Language in Postwar Jewish Culture
Language shifts transformed Jewish culture in the postwar period, as Yiddish declined and Hebrew and English gained prominence.

Jewish culture from 1939 to 1973 was marked by profound linguistic shifts. English and Hebrew, and to a lesser degree French and Spanish, became the major languages of the Jewish world. Jewish culture in Arabic, German, and Polish declined, while, toward the end of this period, Russian slowly began to reemerge. The Ladino-speaking heartland of Salonika and the Balkans was decimated.

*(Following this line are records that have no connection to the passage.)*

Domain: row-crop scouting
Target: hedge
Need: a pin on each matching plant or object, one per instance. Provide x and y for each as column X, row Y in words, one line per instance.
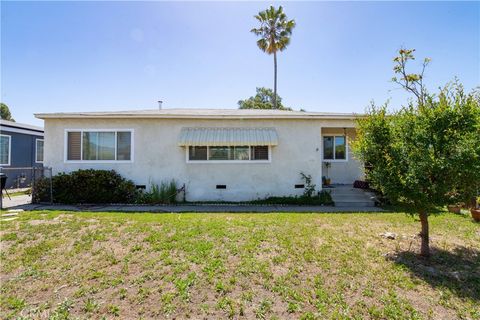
column 86, row 186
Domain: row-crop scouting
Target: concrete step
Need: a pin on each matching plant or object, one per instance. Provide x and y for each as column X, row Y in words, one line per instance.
column 354, row 203
column 352, row 197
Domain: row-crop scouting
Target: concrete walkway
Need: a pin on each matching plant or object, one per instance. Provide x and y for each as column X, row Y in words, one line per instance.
column 194, row 208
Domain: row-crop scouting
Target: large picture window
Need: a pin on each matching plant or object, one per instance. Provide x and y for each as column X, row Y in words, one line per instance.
column 228, row 153
column 334, row 148
column 5, row 145
column 101, row 145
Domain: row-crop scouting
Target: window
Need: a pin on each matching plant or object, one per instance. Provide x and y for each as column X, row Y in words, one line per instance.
column 101, row 145
column 39, row 150
column 335, row 148
column 197, row 153
column 5, row 145
column 228, row 153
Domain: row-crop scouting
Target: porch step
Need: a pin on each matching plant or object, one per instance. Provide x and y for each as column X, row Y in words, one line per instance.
column 347, row 196
column 359, row 204
column 353, row 197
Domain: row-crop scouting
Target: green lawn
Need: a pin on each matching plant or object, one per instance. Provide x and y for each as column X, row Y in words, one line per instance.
column 61, row 265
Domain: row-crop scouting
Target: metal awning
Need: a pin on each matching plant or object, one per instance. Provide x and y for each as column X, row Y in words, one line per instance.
column 228, row 137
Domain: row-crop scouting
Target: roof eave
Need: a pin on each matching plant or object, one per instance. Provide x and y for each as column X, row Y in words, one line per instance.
column 213, row 117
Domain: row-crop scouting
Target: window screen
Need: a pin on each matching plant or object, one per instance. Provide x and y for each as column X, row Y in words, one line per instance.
column 39, row 151
column 5, row 150
column 197, row 153
column 74, row 146
column 327, row 147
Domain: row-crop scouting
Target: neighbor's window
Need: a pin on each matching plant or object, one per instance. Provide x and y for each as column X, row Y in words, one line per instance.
column 5, row 144
column 39, row 150
column 334, row 148
column 226, row 153
column 99, row 145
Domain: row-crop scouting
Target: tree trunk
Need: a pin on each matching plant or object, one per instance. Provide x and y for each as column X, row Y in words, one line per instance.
column 425, row 248
column 275, row 80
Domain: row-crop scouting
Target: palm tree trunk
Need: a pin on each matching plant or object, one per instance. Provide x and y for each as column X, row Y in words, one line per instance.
column 275, row 80
column 425, row 248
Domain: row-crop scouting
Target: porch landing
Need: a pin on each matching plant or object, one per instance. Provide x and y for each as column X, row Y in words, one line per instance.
column 347, row 196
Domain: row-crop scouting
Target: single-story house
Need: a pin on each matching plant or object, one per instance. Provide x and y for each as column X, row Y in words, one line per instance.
column 219, row 154
column 21, row 148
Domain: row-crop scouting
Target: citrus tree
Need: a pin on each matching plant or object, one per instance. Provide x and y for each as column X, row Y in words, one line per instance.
column 426, row 154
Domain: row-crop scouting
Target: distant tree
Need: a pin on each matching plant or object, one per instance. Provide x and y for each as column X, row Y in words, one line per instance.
column 5, row 112
column 262, row 100
column 274, row 31
column 427, row 154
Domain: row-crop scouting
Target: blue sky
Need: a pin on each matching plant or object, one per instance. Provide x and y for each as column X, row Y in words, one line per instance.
column 90, row 56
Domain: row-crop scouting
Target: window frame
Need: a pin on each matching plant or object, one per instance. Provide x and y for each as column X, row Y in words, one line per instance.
column 36, row 150
column 9, row 150
column 334, row 155
column 115, row 130
column 249, row 161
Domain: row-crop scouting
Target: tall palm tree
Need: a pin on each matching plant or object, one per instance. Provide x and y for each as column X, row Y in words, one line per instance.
column 274, row 31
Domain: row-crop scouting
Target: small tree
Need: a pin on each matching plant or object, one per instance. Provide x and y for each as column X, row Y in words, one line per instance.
column 5, row 112
column 427, row 154
column 262, row 100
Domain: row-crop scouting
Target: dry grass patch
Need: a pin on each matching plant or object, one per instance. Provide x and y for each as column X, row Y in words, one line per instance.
column 61, row 265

The great transnational Yiddish-speaking diaspora that had ranged from Warsaw to New York, from Cape Town to Buenos Aires—Yiddishland—lived on after the Holocaust, but on borrowed time and in vastly changed circumstances. The vast demographic reservoir of Jewish Eastern Europe that had replenished and nurtured Yiddishland was gone. Intense prewar debates between diaspora nationalists and Zionists, between Yiddishists and Hebraists, largely disappeared. More Jews had spoken Yiddish for a longer time than any other language in Jewish history. This was now over.
Yet paradoxically these years witnessed a second golden age of Yiddish culture. Powerful poetry, incisive reportage, moving diaries, ghetto songs—all highlight the ongoing vitality of Yiddish culture under Nazi occupation. After the war, Yiddish writers and poets wrote some of their finest works. Yiddish was the language of the displaced persons’ camps and of communal Holocaust memory. Until the 1960s, it was the major language of serious Holocaust scholarship, a fact that remained largely unknown to outsiders. In Buenos Aires, Argentina, Mark Turkow launched the series Dos poylishe yidntum, one of the most extraordinary publishing projects in modern Jewish history, a 175-book collection of memoirs, fiction, history, and poetry dedicated to preserving the memory of Polish Jewry. Yiddish schools endured, especially in Canada and Latin America. In Israel, the poet Abraham Sutzkever published the finest Yiddish literary journal in the world, Di goldene keyt (The Golden Chain). Yiddish lived on, but few believed that it had a future. From a living Jewish language, it became, to an increasing extent, loshn-hakdoyshim, the language of the martyrs.
The destruction of the Yiddish-speaking heartland of Eastern Europe, at a time when very few Jews spoke Hebrew, meant that much Jewish culture in this period would be created in non-Jewish languages. Indeed, the creation in other languages of a Jewish idiom that is not merely comical ranks among the greatest achievements of this period. Examples of this new Jewish idiom (or to use David Roskies’s term, Jewspeak) range from the stories and novels of Bernard Malamud and Patrick Modiano to the poetry of Allen Ginsberg.
Novelist Saul Bellow alluded to this elusive but important Jewish literature in non-Jewish languages in his 1963 anthology Great Jewish Short Stories, when he recalled a lighthearted but significant argument he had had with the Israeli novelist S. Y. Agnon. Agnon warned him that only writings in Hebrew were “safe.” But Bellow parried that one could also write in Russian or English and still be a Jewish writer. And what exactly was Jewish anyway, Bellow asked? Neither writer convinced the other. Both would win the Nobel Prize in Literature, a sure sign that Jewish writers were gaining legitimacy and respect.